India puts WhatsApp's impending payments service on ice due to data localisation fracas

Both the security breach by Pegasus malware and WhatsApp's reluctance to adhere to India's data localisation norms have caused it to sit on the sidelines of one of the hottest digital payments markets in the world.

WhatsApp

What an irony it would be if a government of a large democracy initiated an illegal hack into the private and encrypted WhatsApp messages of those it deemed a threat to the nation and then used that same hack as one of the reasons to ban the service from launching a lucrative new feature.

This, and more, is what seems to have unraveled in India and it all started when Indian academics and lawyers accused the government of Narendra Modi of hacking into their phones.

It kicked off a few weeks ago when Pegasus spyware, made by Israeli company NSO Group, was injected into the user's phone through a video call regardless of whether it was picked up or not. That pretty much sealed the fate of the recipient whose phone's contents -- messages, calls, passwords, contact lists, you name it -- was now commandeered by the attacker. Apparently some 1,400 numbers globally were targeted in a two-week period and 17 in India. NSO's technology is used almost exclusively by governments and intelligence agencies. 

In India, the targets were all the usual suspects that an authoritarian government would want to spy on: Activists, journalists, lawyers, and scholars. For instance, one of them was an assistant professor of political science at Delhi University, Saroj Giri, who studies the Maoist rebellion in India. Another was Seema Azad, a human rights lawyer and a frequent critic of Modi. 

The Indian government denied any role in the infiltration. Instead, it blamed Whatsapp for the attack.

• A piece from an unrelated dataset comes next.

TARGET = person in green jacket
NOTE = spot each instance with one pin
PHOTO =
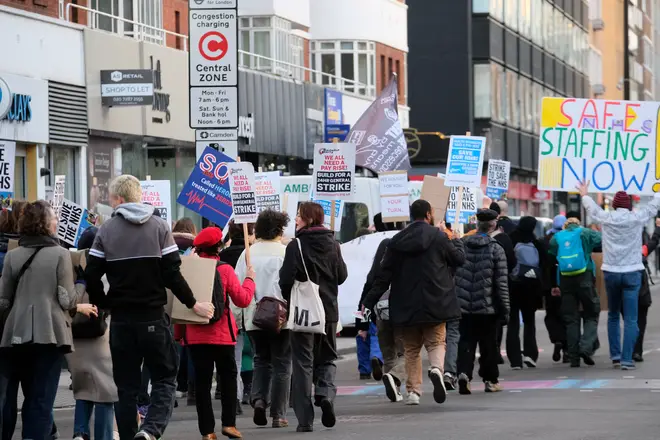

"We have asked WhatsApp to explain the kind of breach and what it is doing to safeguard the privacy of millions of Indian citizens," said Ravi Shankar Prasad, India's electronics and information technology minister, in a tweet.

In the latest development, the Indian government has gone one step further and, via the Reserve Bank of India, issued an edict that has put the brakes on WhatsApp's greatly anticipated new payments service that was supposed to launch in December, and was being tested for over a year in the country.

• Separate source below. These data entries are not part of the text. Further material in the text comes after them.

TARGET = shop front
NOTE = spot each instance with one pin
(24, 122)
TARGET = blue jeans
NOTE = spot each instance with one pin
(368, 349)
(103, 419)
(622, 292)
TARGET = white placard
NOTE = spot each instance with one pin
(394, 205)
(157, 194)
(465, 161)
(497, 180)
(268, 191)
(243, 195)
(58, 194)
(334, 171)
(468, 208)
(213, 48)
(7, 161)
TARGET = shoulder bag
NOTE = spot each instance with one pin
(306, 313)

Some of that may have to do with the security breach but the real reason seems to be the one thorny issue that has dogged non-Indian companies and put them at loggerheads with the Indian government: Data localisation.

See also: Indian government likely to cave in on data localisation stance after pressure from US

The Indian government has started acting aggressively to prevent customer-sensitive data from being stored abroad. In the case of WhatsApp, as the Times of India reports, it stores things like transaction IDs and reference numbers on its servers abroad for 90 days and when a customer raises an issue, a call log is shared by teams in the US and Hyderabad. Now, auditors contend that there is no payment data on these logs but the RBI says that many customer email messages do in fact contain sensitive account information and screen shots that can be easily appropriated.

Whether it is a case of protectionism or a judicious move, the fact is foreign companies are not going to like what's coming in three months. The Supreme Court of India has allowed the government to draw up legally-binding requirements that enforce data localisation. Companies such as WhatsApp are complaining bitterly about this, stating that they cannot do so while also ensuring their trademark end-to-end encryption. And, for now, WhatsApp is officially barred from launching a payments service in India.

This is disastrous news for the instant messaging company. We've seen how messaging app-driven payments have taken India's similarly populous neighbour China by storm. 

Popular messaging platform WeChat, for instance, made $5.5 billion this year and along the way has helped its owner Tencent touch $500 billion in market cap. So you can imagine the spigot of riches about to flow in India from payments. 

Moreover, WhatsApp has a ready-made, loyal, active user-base of 400 million Indian users -- the largest by a long shot in the country -- who are ostensibly ready to open their pocketbooks via the messaging service. As Facebook's growth slows, its messenger could be the goose that lays its golden egg.

The other reason why WhatsApp should be concerned about the RBI edict is because the payments space in India is sizzling. For a while, Warren Buffet-backed Paytm was ahead of the pack thanks to a first mover advantage, but Flipkart's Phone Pe and Google Pay have rapidly gained market share. All services have to go through the United Payments Interface -- an instant real-time payment system that meshes multiple bank accounts into a single app -- launched three years ago and has already logged over 800 million transactions in July. A hundred and forty three banks are also on this payment gateway. 

UPI transactions are already accounting for 40% of all payments versus 44% that are made by cards. Although the transaction values of UPI payments are much smaller, the sheer volume of this rapidly growing system means that being forced to wait on the sidelines will be the unkindest cut of all.